In block-structured languages, a procedure is more than its code. The procedure must also incorporate the environment in which its code was declared. Without this environment, references to variables that occur free in its code could not be resolved.
A closure is a run-time data structure that represents a procedure by representing both its code and the environment in which that code was declared, or closed. Closure analysis is an interprocedural static analysis that seeks to avoid the creation of closures where possible, and to choose the most efficient representation for those closures that must be created.
Closure analysis is utterly trivial for C. Since all procedures are closed in the global environment, there is never any reason to create a closure.
In most block-structured languages, no procedure outlives the activation of the block in which it is declared. Most non-global procedures are called only from sites within their scope that name the procedure explicitly. There is no need to create a closure for such procedures, since the environment in which they were declared can be computed at each call site.
A closure does have to be created for a procedure that is passed as an argument. Most Pascal compilers create this closure when the procedure is passed. The environment part of the closure can be represented as a pointer into the stack.
In higher order languages that allow a procedure to outlive the block in which it is declared, closure analysis becomes a very important and nontrivial optimization. Without closure analysis, a closure must be allocated for every procedure. Since a procedure's free variables must live as long as the procedure, every variable that occurs free within the code for some procedure must be allocated on the heap.
Higher order closure analysis usually eliminates most heap allocation of closures and variables but requires cubic time. In practice, most of the benefit is achieved by optimizing only named procedures that are never referenced outside the operator position of a call. This is known as first order closure analysis; it suffices to eliminate heap allocation of closures and variables for all first order programs.
Passive closure analysis is content to analyze the program as it was written by the programmer. With passive analysis, and especially with first order passive analysis, a single lambda expression in an argument position can wreak havoc by closing over variables that name procedures for which no closure would otherwise have to be created. If the procedure in argument position has an unknown lifetime, all of the procedures to which it refers will have an unknown lifetime. All of the variables and procedures to which they refer will have an unknown lifetime, and so on. It is quite possible that all variables and procedures whose scope contains the escaping lambda expression will have to be allocated on the heap.

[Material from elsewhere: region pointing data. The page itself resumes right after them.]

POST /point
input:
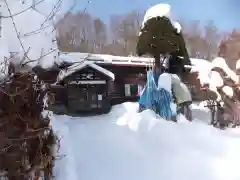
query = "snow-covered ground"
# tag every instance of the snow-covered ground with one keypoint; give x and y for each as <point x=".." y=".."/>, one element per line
<point x="126" y="145"/>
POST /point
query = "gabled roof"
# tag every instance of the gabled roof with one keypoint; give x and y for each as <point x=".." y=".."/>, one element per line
<point x="78" y="66"/>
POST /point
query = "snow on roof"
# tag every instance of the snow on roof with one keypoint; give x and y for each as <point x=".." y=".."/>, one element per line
<point x="100" y="58"/>
<point x="160" y="10"/>
<point x="78" y="66"/>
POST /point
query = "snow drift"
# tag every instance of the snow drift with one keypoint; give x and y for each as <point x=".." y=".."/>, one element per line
<point x="128" y="145"/>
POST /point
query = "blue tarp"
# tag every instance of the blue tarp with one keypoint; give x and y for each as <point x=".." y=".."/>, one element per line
<point x="159" y="100"/>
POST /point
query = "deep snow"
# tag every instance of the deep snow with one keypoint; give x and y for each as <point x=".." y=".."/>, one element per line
<point x="126" y="145"/>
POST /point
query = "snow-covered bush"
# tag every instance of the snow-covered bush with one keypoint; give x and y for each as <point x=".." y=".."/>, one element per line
<point x="27" y="141"/>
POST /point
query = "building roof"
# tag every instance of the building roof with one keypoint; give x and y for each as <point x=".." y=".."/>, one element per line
<point x="78" y="66"/>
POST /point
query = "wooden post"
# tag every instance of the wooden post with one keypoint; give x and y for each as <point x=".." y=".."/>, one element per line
<point x="157" y="70"/>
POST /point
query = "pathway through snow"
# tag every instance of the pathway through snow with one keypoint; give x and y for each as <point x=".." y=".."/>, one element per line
<point x="125" y="145"/>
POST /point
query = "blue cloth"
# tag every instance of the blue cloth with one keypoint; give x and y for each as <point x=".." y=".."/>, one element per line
<point x="156" y="99"/>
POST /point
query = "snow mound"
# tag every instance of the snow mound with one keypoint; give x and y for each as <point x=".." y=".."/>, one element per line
<point x="126" y="145"/>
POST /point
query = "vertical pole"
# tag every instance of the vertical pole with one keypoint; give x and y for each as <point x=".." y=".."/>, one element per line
<point x="157" y="67"/>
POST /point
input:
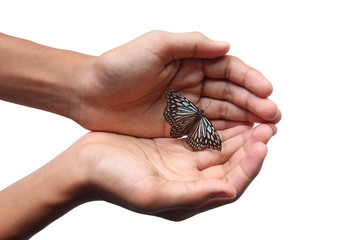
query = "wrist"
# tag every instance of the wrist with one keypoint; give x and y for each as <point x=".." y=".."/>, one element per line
<point x="33" y="202"/>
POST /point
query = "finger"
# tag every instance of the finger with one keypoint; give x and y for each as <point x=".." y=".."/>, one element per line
<point x="236" y="71"/>
<point x="190" y="194"/>
<point x="220" y="109"/>
<point x="234" y="150"/>
<point x="221" y="125"/>
<point x="234" y="94"/>
<point x="211" y="162"/>
<point x="173" y="46"/>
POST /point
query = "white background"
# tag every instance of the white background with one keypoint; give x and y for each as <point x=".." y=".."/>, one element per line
<point x="310" y="50"/>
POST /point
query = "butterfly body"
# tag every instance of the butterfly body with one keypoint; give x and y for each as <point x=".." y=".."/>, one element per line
<point x="186" y="119"/>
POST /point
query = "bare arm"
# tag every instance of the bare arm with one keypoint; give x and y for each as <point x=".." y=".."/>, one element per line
<point x="38" y="76"/>
<point x="160" y="177"/>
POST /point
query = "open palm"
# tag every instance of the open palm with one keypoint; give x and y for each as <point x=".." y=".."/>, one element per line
<point x="125" y="90"/>
<point x="164" y="177"/>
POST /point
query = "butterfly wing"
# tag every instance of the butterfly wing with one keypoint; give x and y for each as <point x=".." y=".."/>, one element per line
<point x="184" y="118"/>
<point x="204" y="135"/>
<point x="179" y="113"/>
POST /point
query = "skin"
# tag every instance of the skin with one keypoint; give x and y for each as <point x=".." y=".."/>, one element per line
<point x="123" y="91"/>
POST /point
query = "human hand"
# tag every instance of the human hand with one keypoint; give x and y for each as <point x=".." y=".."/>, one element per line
<point x="164" y="177"/>
<point x="124" y="89"/>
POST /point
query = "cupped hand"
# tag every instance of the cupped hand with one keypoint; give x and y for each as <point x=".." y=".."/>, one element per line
<point x="123" y="90"/>
<point x="164" y="177"/>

Lambda lifting is an optimization that actively rewrites a program in an attempt to reduce the heap allocation required when a procedure's lifetime cannot be statically determined.
When the compiler can find all of the call sites for a local procedure, and the compiler can determine that each of those sites can call only that one procedure, then that procedure is referred to as a known local procedure. In practice, most known local procedures can be found by a first order closure analysis.
The compiler can use nonstandard calling conventions to call a known local procedure, since it can rewrite each call site.
In particular, the compiler can change each call site to pass some or all of that procedure's free variables as extra arguments. This may allow the compiler to hoist its declaration to an outer scope. This hoisting of known local procedures is called lambda lifting.
Lambda lifting has several benefits:
The main disadvantage of lambda lifting is that it adds extra arguments to known local procedures. If too many extra arguments are added, the cost of passing the extra arguments and of saving them in stack frames may be greater than the benefits. When arguments are viewed as registers, as in Twobit, then this tradeoff becomes a matter of interprocedural register allocation.
Lambda lifting also incurs the compile-time cost of solving a flow equation to determine which arguments must be added. Most compilers that perform lambda lifting solve this equation only once, to find the arguments that must be added in order to lift known local procedures to the global environment. If the number of arguments appears excessive, a procedure will not be lifted at all.
This all-or-nothing approach can be suboptimal. Sometimes it is best to lift a known local procedure only part of the way to the outermost level of a program.
Olivier Danvy has considered lambda dropping, which follows lambda lifting by dropping some of the lifted procedures down into scopes that allow some of the added arguments to be converted back into free variables. Lambda dropping can be done without solving any more flow equations, but can result in passing arguments to procedures that don't use them.
Twobit uses incremental lambda lifting, which lifts a group of known local procedures only one scope at a time. The advantage of incremental lifting is that it can stopped at any intermediate scope.
The output of Pass 1 always contains a single outermost lambda expression. By the end of Pass 2, it is usually the case that all known local procedures have been hoisted to that outermost lambda expression. When this is not the case, it is because the compiler's heuristics have predicted that better code will result from hoisting some known local procedures only part of the way, or not at all.
One disadvantage of incremental lambda lifting is that a flow equation must be solved for each scope. The compile-time cost of incremental lambda lifting is not a major issue, however.
Another problem with lambda lifting in general is that a known procedure generally cannot be lifted past the binding of a variable that appears on the left hand side of an assignment. Lambda lifting in Twobit is therefore preceded by optimizations that remove all assignments to local variables. These optimizations begin with local source transformations.